Sorted these hashes again with their onset time, which is the series shown in Fig. 3.6. In the sorted time sequence, we defined the first and the last element as the onset and offset time of the region. Finally, we could get several regions in an audio file which is similar to the query.
<!-- ## 3.3 Cross Correlation (CC)
The cross correlation function $c[k]$ with time lag $k$ is defined as follows,
$$c_{au}[k] = \Sigma_{i=0}^{max(M,N)-1}a[i]v[i+k]$$
where $a$ and $v$ are the zero-padded data of the audio query and the referenced audio, and $M$ and $N$ are the length of each sequence, respectively.
-->
## 3.3 User Interface (UI)

**Fig. 3.7**: The user flow of our QBEAT system.

**Fig. 3.8**: The web-based user interface of our QBEAT system. This is the result page for annotation adjustment after audio query retrieving.

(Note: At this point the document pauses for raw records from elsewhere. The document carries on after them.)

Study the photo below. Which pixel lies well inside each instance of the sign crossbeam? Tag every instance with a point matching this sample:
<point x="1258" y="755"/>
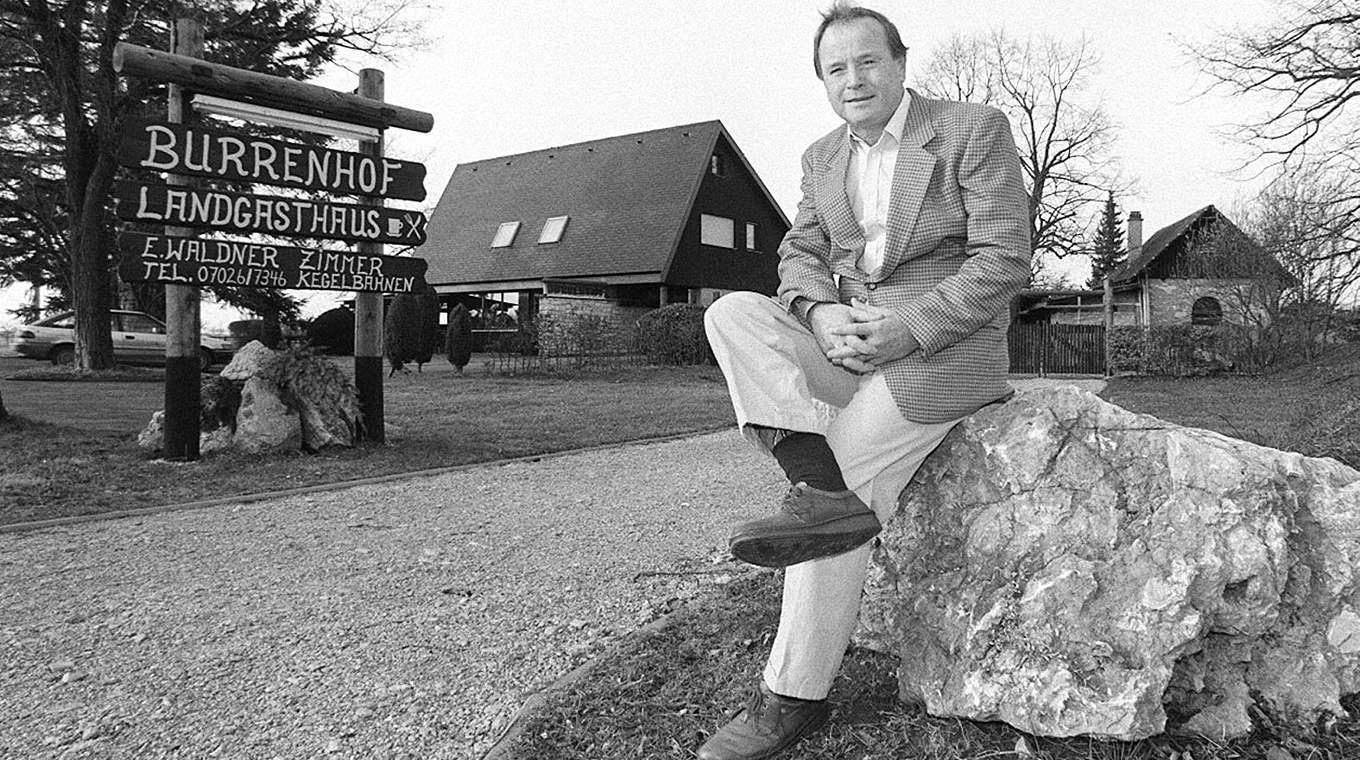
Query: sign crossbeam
<point x="178" y="148"/>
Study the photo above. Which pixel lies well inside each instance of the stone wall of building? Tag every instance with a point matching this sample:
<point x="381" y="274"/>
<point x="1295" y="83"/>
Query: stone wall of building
<point x="1171" y="301"/>
<point x="585" y="325"/>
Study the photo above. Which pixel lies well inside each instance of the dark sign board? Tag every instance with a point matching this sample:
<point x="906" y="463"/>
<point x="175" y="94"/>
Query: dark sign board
<point x="196" y="261"/>
<point x="272" y="215"/>
<point x="223" y="155"/>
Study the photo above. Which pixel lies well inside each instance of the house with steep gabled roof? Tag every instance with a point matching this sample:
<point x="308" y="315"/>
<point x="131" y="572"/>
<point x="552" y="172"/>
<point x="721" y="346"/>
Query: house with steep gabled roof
<point x="608" y="227"/>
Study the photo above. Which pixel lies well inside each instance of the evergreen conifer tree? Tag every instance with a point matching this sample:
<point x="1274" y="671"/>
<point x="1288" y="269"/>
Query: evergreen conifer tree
<point x="1107" y="250"/>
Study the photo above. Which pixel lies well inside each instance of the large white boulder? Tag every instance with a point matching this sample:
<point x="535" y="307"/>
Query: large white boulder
<point x="264" y="422"/>
<point x="1071" y="567"/>
<point x="248" y="360"/>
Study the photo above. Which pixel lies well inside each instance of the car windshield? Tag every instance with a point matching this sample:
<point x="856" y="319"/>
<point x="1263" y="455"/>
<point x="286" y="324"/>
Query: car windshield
<point x="67" y="321"/>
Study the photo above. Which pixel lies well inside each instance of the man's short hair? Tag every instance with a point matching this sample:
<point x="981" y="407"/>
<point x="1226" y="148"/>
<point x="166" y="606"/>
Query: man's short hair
<point x="842" y="11"/>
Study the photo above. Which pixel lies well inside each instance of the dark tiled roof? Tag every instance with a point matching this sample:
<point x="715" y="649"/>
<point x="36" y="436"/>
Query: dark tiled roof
<point x="627" y="199"/>
<point x="1155" y="245"/>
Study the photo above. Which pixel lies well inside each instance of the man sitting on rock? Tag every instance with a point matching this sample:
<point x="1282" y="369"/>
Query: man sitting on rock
<point x="895" y="282"/>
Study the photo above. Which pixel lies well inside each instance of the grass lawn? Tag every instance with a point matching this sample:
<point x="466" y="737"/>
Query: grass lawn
<point x="433" y="420"/>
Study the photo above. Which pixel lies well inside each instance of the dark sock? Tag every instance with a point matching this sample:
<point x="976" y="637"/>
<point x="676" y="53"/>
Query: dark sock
<point x="797" y="699"/>
<point x="805" y="457"/>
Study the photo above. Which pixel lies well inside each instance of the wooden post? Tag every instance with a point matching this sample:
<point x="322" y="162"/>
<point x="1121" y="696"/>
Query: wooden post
<point x="1109" y="320"/>
<point x="244" y="84"/>
<point x="367" y="306"/>
<point x="182" y="371"/>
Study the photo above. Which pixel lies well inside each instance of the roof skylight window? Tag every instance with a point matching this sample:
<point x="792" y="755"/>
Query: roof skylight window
<point x="552" y="230"/>
<point x="505" y="234"/>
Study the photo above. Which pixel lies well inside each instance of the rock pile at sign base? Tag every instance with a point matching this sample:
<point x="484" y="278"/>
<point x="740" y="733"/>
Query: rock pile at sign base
<point x="316" y="409"/>
<point x="1073" y="568"/>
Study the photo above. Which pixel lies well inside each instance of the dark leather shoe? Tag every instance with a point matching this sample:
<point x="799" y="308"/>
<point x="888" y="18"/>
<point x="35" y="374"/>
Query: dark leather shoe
<point x="809" y="524"/>
<point x="769" y="725"/>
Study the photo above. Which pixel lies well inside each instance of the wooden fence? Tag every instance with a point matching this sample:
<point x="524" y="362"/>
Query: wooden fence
<point x="1056" y="348"/>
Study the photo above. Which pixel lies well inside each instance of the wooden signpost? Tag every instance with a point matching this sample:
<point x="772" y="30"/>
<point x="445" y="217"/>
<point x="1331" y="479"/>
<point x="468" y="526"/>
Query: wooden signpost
<point x="271" y="215"/>
<point x="170" y="258"/>
<point x="225" y="155"/>
<point x="184" y="261"/>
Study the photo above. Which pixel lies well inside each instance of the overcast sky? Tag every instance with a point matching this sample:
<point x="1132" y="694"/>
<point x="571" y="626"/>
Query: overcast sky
<point x="518" y="75"/>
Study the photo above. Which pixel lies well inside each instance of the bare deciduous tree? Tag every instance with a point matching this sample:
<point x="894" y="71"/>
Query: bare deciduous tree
<point x="1306" y="63"/>
<point x="1310" y="220"/>
<point x="1062" y="131"/>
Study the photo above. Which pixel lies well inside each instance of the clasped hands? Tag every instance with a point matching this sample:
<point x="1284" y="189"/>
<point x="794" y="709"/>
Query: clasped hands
<point x="860" y="337"/>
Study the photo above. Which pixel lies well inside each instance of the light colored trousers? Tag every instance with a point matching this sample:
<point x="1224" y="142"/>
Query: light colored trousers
<point x="778" y="377"/>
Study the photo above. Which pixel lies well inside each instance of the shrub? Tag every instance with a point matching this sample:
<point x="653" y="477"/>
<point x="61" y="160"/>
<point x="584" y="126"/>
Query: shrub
<point x="1181" y="350"/>
<point x="332" y="332"/>
<point x="219" y="399"/>
<point x="299" y="373"/>
<point x="673" y="335"/>
<point x="427" y="337"/>
<point x="411" y="328"/>
<point x="457" y="343"/>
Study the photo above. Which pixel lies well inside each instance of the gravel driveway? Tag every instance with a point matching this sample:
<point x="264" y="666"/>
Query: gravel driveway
<point x="407" y="619"/>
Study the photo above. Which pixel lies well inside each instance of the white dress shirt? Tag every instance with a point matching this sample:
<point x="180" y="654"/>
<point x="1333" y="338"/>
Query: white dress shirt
<point x="869" y="185"/>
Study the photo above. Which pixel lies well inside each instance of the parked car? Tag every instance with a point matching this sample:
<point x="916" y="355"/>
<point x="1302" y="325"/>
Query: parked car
<point x="138" y="339"/>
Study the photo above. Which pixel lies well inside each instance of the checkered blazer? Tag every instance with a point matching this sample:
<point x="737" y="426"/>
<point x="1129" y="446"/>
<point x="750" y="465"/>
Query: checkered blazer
<point x="958" y="249"/>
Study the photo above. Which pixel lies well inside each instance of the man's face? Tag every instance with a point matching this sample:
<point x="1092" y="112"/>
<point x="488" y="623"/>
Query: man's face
<point x="862" y="79"/>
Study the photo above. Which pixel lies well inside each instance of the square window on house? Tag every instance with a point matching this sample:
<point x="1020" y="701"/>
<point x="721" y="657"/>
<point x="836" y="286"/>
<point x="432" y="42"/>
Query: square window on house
<point x="505" y="234"/>
<point x="552" y="230"/>
<point x="716" y="231"/>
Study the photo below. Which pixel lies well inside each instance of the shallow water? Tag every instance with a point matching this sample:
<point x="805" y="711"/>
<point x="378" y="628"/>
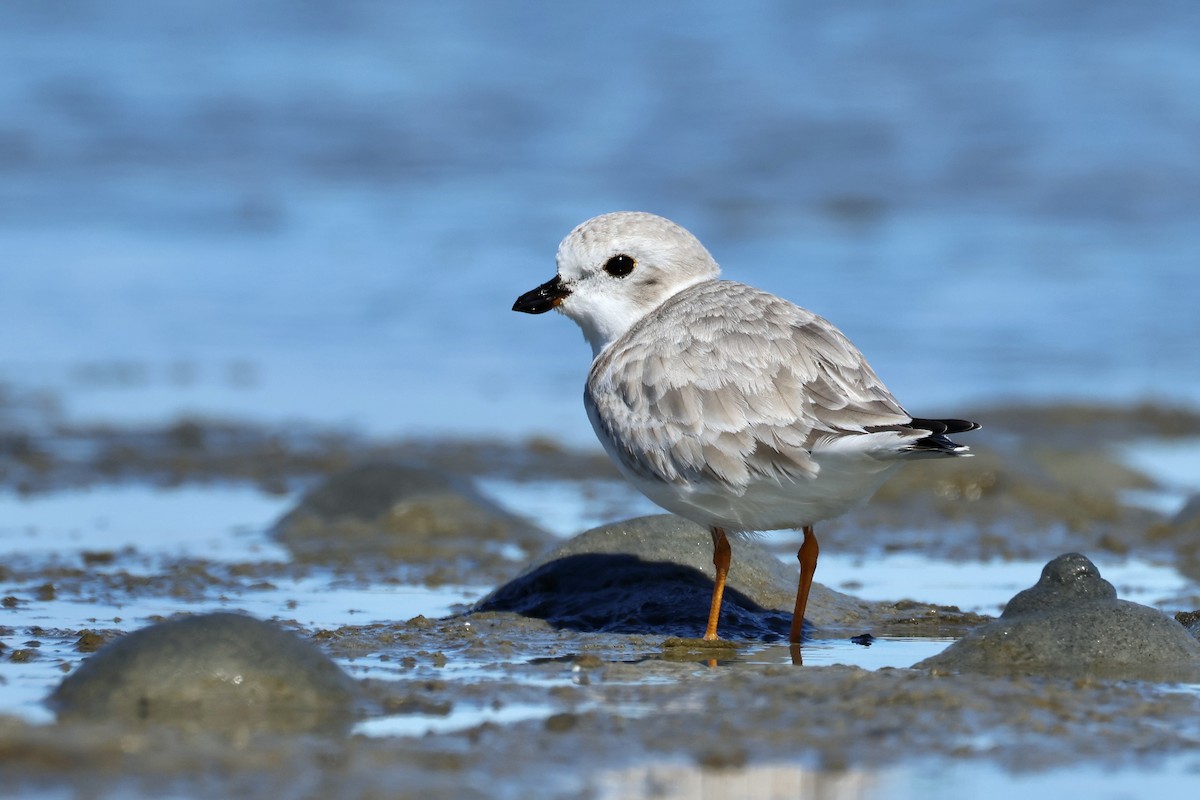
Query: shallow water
<point x="322" y="214"/>
<point x="325" y="214"/>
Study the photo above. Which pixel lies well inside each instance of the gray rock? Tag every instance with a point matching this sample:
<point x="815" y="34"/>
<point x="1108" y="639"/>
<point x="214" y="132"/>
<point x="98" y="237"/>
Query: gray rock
<point x="655" y="575"/>
<point x="395" y="512"/>
<point x="214" y="672"/>
<point x="1072" y="623"/>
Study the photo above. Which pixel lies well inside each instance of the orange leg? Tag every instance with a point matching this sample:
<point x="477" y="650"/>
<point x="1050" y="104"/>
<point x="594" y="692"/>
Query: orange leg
<point x="721" y="555"/>
<point x="808" y="557"/>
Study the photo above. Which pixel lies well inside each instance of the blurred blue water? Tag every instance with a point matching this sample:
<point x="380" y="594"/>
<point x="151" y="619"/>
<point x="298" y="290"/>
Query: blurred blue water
<point x="305" y="210"/>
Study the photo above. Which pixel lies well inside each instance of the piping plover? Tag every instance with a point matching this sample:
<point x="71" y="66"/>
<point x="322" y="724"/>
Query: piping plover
<point x="723" y="403"/>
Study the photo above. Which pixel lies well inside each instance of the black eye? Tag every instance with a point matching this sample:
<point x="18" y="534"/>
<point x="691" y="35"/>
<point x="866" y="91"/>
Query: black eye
<point x="618" y="266"/>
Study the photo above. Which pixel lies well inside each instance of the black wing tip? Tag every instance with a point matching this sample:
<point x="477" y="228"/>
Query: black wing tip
<point x="945" y="426"/>
<point x="937" y="441"/>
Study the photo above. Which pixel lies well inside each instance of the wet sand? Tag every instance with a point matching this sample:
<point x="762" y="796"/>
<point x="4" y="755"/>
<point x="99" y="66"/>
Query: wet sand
<point x="516" y="707"/>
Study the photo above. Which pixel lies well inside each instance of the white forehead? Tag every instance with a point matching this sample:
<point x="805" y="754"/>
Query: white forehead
<point x="645" y="236"/>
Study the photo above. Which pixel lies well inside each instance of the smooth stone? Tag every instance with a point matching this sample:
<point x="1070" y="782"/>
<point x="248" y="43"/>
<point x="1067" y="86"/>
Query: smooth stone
<point x="1071" y="623"/>
<point x="400" y="512"/>
<point x="216" y="672"/>
<point x="654" y="575"/>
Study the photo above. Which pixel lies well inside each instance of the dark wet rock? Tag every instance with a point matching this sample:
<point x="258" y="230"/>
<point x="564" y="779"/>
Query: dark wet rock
<point x="655" y="575"/>
<point x="1191" y="620"/>
<point x="409" y="515"/>
<point x="1072" y="623"/>
<point x="210" y="672"/>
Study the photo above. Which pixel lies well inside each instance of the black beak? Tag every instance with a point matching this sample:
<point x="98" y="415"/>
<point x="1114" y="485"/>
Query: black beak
<point x="544" y="298"/>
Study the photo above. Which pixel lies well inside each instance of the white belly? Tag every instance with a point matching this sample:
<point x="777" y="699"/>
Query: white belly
<point x="844" y="482"/>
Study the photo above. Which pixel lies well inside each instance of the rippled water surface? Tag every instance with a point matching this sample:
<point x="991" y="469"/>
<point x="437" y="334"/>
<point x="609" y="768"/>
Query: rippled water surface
<point x="325" y="211"/>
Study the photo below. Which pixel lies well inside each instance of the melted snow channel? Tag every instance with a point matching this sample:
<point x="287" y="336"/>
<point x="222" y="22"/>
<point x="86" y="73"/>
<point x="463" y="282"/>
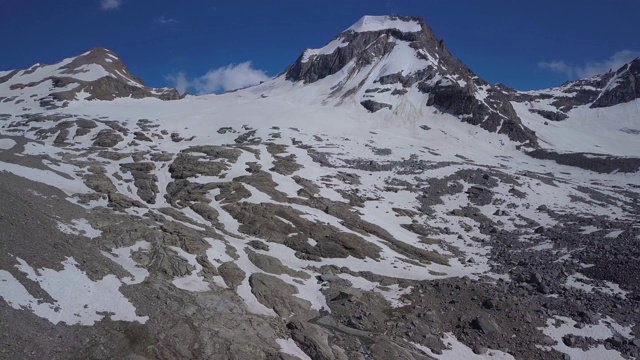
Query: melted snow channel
<point x="77" y="299"/>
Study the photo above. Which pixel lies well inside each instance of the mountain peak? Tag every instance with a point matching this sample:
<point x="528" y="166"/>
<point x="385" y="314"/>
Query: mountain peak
<point x="378" y="23"/>
<point x="396" y="65"/>
<point x="97" y="74"/>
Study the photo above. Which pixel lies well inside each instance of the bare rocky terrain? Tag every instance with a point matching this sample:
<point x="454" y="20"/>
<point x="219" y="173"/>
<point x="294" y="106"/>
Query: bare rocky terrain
<point x="240" y="226"/>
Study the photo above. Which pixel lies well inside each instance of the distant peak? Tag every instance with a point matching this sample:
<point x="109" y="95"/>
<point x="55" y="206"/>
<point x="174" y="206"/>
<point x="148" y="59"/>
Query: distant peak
<point x="379" y="23"/>
<point x="98" y="55"/>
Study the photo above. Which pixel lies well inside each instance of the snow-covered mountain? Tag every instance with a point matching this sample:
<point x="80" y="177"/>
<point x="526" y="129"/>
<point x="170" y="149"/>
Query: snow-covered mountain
<point x="397" y="65"/>
<point x="377" y="200"/>
<point x="97" y="74"/>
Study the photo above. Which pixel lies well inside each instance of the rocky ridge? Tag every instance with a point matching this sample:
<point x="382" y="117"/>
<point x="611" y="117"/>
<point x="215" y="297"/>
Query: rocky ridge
<point x="97" y="74"/>
<point x="397" y="62"/>
<point x="266" y="230"/>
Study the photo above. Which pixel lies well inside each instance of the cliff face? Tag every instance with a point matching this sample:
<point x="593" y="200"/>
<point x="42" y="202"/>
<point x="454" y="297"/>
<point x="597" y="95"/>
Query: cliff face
<point x="97" y="74"/>
<point x="383" y="61"/>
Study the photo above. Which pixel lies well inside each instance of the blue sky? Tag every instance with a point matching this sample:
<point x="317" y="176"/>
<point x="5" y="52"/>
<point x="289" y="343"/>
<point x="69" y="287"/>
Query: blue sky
<point x="523" y="44"/>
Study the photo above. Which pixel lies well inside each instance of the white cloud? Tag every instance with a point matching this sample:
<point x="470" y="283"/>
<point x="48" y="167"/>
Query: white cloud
<point x="110" y="4"/>
<point x="557" y="66"/>
<point x="163" y="20"/>
<point x="591" y="68"/>
<point x="178" y="81"/>
<point x="226" y="78"/>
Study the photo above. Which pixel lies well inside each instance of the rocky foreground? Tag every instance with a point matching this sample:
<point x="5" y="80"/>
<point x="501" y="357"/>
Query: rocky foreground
<point x="280" y="244"/>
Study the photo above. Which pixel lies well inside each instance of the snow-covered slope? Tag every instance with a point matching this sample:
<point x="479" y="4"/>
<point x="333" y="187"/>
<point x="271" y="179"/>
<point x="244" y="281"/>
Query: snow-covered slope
<point x="291" y="221"/>
<point x="396" y="66"/>
<point x="597" y="115"/>
<point x="97" y="74"/>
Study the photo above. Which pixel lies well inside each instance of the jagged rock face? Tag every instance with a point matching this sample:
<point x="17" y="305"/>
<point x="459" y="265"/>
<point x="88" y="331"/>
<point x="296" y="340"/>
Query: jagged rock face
<point x="98" y="74"/>
<point x="623" y="88"/>
<point x="599" y="91"/>
<point x="383" y="59"/>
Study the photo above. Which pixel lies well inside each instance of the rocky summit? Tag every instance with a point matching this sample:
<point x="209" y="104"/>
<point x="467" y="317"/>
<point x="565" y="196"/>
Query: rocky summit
<point x="376" y="200"/>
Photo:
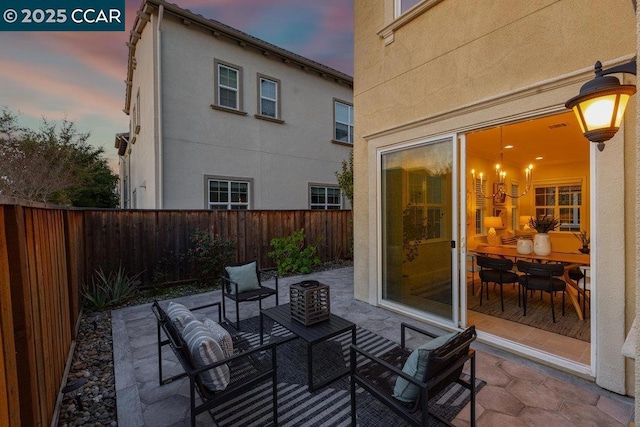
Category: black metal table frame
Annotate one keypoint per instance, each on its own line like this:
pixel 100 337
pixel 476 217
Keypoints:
pixel 312 335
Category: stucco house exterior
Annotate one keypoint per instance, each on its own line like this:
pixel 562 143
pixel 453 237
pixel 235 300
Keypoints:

We developed a friendly user interface based on web design. As the user flow shown in Fig. 3.7, users upload an example audio snippet of the sound event they want to label, and then press 'start' to search and retrieve our audio database. After the retrieval is done, the resulting page is shown as Fig. 3.8. In this page, users can listen to labeled segments of the candidate audio file, and adjust the boundary of the region. They can also modify the name of tags. Finally, users can export and download these annotations to CSV files, which are named by default with the filename of audios. The CSV files would be in the format as shown in Table 3.2.
|index|onset|offset|label|
|---|---|---|---|
|1|19.27|29.73|TPE_Metro_BLine|
|2|77.76|88.22|TPE_Metro_BLine|
|3|138.25|148.71|TPE_Metro_BLine|
**Table 3.2**: Example format for annotations in an exported CSV file.